Les partis négocient les contours d’une nouvelle Assemblée constituante après le rejet par référendum d’un premier projet de texte. / C’était une promesse. Après le large rejet (62 %), par le référendum du 4 septembre, du projet de nouvelle Constitution élaboré par une Assemblée élue, le président chilien, Gabriel Boric (gauche), s’était engagé à mettre en route « au plus vite » la rédaction d’un nouveau texte. Mais, plus de deux mois plus tard, les négociations menées au Congrès pour rédiger la feuille de route du nouveau processus constituant traînent et leur issue demeure incertaine.

Par Flora Genoux (Buenos Aires, correspondante)

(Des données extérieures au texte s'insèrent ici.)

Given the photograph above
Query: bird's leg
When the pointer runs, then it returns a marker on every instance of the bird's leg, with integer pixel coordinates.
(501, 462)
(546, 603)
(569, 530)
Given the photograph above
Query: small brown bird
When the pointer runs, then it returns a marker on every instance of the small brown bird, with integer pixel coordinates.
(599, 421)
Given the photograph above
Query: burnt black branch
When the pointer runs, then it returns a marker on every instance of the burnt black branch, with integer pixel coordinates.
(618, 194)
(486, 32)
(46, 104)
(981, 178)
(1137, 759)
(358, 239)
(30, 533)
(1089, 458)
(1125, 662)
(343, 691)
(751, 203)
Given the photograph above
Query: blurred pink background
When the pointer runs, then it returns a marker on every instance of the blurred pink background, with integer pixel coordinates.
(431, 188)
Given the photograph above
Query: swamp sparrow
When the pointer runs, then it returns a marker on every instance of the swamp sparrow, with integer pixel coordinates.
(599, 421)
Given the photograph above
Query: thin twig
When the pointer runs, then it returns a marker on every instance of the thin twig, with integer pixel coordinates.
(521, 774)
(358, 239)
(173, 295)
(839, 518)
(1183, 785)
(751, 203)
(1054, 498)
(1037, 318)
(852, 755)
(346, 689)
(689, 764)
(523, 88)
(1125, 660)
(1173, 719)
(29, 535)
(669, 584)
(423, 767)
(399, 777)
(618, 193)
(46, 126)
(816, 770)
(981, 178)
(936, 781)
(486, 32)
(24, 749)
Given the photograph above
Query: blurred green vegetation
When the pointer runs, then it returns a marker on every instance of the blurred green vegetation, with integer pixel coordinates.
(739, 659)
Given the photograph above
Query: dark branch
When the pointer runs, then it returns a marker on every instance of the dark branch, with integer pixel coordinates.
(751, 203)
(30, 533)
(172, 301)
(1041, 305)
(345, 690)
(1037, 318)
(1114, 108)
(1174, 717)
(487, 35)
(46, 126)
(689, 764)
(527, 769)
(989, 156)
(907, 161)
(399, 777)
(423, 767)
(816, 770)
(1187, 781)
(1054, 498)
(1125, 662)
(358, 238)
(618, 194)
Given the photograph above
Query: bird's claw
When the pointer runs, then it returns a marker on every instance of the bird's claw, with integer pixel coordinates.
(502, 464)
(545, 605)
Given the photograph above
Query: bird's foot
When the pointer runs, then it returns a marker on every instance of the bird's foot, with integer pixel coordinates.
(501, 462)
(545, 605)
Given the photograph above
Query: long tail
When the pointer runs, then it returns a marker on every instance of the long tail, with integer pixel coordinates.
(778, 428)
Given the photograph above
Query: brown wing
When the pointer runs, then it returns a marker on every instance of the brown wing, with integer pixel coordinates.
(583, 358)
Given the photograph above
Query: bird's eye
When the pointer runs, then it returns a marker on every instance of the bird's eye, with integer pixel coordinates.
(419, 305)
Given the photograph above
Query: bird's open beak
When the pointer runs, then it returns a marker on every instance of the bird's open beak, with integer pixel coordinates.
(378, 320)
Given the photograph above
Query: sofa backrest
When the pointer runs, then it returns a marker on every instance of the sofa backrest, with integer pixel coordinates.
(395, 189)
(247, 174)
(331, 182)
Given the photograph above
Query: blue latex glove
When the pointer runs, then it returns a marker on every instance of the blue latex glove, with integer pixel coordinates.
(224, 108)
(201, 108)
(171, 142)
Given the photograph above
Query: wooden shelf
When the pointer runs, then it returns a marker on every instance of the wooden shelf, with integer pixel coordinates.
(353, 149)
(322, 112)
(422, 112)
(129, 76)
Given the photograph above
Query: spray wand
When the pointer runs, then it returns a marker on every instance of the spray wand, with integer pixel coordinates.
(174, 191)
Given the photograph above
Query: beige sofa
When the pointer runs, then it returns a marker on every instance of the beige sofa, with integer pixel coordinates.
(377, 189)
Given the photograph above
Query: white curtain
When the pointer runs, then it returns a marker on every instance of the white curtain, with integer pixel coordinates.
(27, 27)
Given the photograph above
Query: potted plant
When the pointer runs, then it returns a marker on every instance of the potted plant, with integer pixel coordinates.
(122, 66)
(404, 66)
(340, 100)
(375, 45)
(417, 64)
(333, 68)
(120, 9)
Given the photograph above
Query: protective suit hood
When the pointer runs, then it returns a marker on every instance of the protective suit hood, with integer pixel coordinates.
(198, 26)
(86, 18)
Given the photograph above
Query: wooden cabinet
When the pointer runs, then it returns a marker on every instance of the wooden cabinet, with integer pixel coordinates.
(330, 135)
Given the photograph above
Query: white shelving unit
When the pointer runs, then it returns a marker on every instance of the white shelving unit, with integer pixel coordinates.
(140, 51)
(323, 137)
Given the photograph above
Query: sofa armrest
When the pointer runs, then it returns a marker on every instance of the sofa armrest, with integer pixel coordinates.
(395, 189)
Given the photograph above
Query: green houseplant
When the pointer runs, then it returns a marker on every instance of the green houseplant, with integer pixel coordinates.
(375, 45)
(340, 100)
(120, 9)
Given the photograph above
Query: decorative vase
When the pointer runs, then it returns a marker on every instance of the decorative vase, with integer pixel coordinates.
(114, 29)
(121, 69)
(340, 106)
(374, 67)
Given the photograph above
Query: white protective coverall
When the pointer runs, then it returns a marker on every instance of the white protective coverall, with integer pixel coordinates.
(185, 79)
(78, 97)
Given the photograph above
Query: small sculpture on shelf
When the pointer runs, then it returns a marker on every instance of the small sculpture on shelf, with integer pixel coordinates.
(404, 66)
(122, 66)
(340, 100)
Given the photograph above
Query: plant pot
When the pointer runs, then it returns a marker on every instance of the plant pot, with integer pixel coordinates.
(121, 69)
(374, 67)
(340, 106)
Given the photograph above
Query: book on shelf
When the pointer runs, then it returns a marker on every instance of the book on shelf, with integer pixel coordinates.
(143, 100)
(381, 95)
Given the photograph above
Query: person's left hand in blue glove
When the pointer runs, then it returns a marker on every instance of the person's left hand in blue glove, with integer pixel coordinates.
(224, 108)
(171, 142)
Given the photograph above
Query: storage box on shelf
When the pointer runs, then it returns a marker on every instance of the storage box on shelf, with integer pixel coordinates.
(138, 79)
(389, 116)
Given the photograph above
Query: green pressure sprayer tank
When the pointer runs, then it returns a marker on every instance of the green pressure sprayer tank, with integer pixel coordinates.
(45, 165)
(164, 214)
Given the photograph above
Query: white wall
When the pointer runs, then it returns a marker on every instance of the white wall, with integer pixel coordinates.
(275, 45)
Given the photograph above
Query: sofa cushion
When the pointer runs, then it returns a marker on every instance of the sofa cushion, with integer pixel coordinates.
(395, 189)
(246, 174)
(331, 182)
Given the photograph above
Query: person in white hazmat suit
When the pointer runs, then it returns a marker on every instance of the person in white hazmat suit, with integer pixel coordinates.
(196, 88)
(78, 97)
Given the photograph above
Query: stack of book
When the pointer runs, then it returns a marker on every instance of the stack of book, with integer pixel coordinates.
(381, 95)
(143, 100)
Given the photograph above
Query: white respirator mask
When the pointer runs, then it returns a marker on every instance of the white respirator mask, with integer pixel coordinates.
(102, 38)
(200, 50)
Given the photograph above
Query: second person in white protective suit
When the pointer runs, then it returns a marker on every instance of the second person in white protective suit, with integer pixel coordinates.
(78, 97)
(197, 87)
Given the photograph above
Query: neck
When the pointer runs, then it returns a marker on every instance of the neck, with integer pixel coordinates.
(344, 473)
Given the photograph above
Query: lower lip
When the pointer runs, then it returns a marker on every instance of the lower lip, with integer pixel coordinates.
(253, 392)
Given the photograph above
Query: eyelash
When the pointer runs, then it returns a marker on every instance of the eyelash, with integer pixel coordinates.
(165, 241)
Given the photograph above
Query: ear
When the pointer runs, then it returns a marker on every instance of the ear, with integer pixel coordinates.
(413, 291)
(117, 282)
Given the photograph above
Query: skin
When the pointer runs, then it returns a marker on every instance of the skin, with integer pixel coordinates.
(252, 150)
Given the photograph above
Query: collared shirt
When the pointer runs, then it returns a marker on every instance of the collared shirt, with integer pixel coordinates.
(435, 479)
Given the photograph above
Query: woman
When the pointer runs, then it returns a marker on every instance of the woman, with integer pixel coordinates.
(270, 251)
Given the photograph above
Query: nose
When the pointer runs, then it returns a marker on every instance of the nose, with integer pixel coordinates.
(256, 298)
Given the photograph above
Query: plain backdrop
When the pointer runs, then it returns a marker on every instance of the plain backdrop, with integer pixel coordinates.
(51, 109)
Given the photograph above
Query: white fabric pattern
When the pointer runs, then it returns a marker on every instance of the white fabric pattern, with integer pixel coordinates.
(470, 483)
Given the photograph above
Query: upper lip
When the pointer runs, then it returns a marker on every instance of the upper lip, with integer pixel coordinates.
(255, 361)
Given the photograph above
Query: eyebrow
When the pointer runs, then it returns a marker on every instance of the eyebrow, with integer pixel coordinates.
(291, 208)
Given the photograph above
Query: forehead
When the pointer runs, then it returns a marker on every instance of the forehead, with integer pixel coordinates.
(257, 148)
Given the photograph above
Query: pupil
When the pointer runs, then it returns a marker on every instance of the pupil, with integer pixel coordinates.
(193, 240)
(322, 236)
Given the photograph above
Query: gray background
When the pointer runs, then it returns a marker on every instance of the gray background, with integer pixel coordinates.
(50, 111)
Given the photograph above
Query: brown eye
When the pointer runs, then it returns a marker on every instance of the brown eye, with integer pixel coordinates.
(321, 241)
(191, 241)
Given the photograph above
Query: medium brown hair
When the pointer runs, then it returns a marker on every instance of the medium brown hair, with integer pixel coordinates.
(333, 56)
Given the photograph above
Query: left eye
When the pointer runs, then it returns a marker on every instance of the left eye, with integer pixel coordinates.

LA DROITE CHILIENNE RETARDE
LE PROCESSUS CONSTITUTIONNEL

Le gouvernement continue de croire à la demande, par les Chiliens, d’une nouvelle Loi fondamentale, comme lorsque, en octobre 2020, 78 % des votants s’étaient prononcés en faveur du remplacement de la Constitution héritée de la dictature d’Augusto Pinochet (1973-1990). En outre, le texte actuel est accusé d’entraver les éventuelles réformes sociales. Il constitutionnalise en effet le principe d’un Etat minimal, en retrait par rapport au secteur privé. La relance du processus constitutionnel semblait d’ailleurs globalement faire consensus : une frange du centre gauche et de la droite a fait campagne contre le texte soumis au vote, dans le but de formuler une « meilleure » version.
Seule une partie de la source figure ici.